American baseball player (born 1998)

Zachary Dixon DeLoach (born August 18, 1998) is an American former professional baseball outfielder. He played in Major League Baseball (MLB) for the Chicago White Sox.

==Amateur career==
DeLoach grew up in Lewisville, Texas, and attended Hebron High School. He played college baseball for the Texas A&M Aggies for three seasons. He started 61 games as a true freshman in 2018 and hit .264. DeLoach played collegiate summer baseball for the Wisconsin Woodchucks of the Northwoods League and was named a league All-Star after hitting .323 with five home runs, 17 doubles, 38 RBI and 10 stolen bases. He hit for a .200 average in his sophomore season. After the 2019 season he played for the Falmouth Commodores in the Cape Cod Baseball League, where he was named a league all-star and led the league with a .353 batting average. As a junior in 2020, DeLoach batted .421 with six home runs, 17 RBI, and 25 runs scored in 18 games before the season was cut short due to the coronavirus pandemic.

==Professional career==
===Seattle Mariners===
The Seattle Mariners drafted DeLoach in the second round, with the 43rd overall selection, of the 2020 Major League Baseball draft. After signing, he was assigned to the Mariners' alternate training site as the minor league season was canceled due to the coronavirus pandemic. DeLoach began the 2021 season with the Everett AquaSox of the High-A West. He was promoted to the Arkansas Travelers of the Double-A Central after batting .313 with nine home runs and 37 RBI in 58 games with the AquaSox. Over 49 games with the Travelers to end the season, he hit .227/.338/.384 with five home runs and 22 RBI. He played in the Arizona Fall League for the Peoria Javelinas after the season, batting .162/.329/.265 with one home runs and 9 RBI.

===Chicago White Sox===
On February 3, 2024, the Mariners traded DeLoach to the Chicago White Sox, alongside Prelander Berroa in exchange for Gregory Santos. He was optioned to the Triple–A Charlotte Knights to begin the 2024 season. On May 22, DeLoach was promoted to the major leagues for the first time following an injury to Eloy Jiménez. In 22 games for Chicago, he batted .209/.293/.328 with one home run and five RBI.

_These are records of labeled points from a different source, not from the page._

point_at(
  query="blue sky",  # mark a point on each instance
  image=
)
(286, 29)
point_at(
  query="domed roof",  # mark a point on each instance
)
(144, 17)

DeLoach was designated for assignment by the White Sox on February 3, 2025. He cleared waivers and was sent outright to Triple-A Charlotte on February 7. On July 8, DeLoach was placed on the full-season injured list, ending his season. In 51 appearances for Charlotte, he batted .236/.326/.414 with five home runs, 22 RBI, and four stolen bases. DeLoach was released by the White Sox organization on December 20.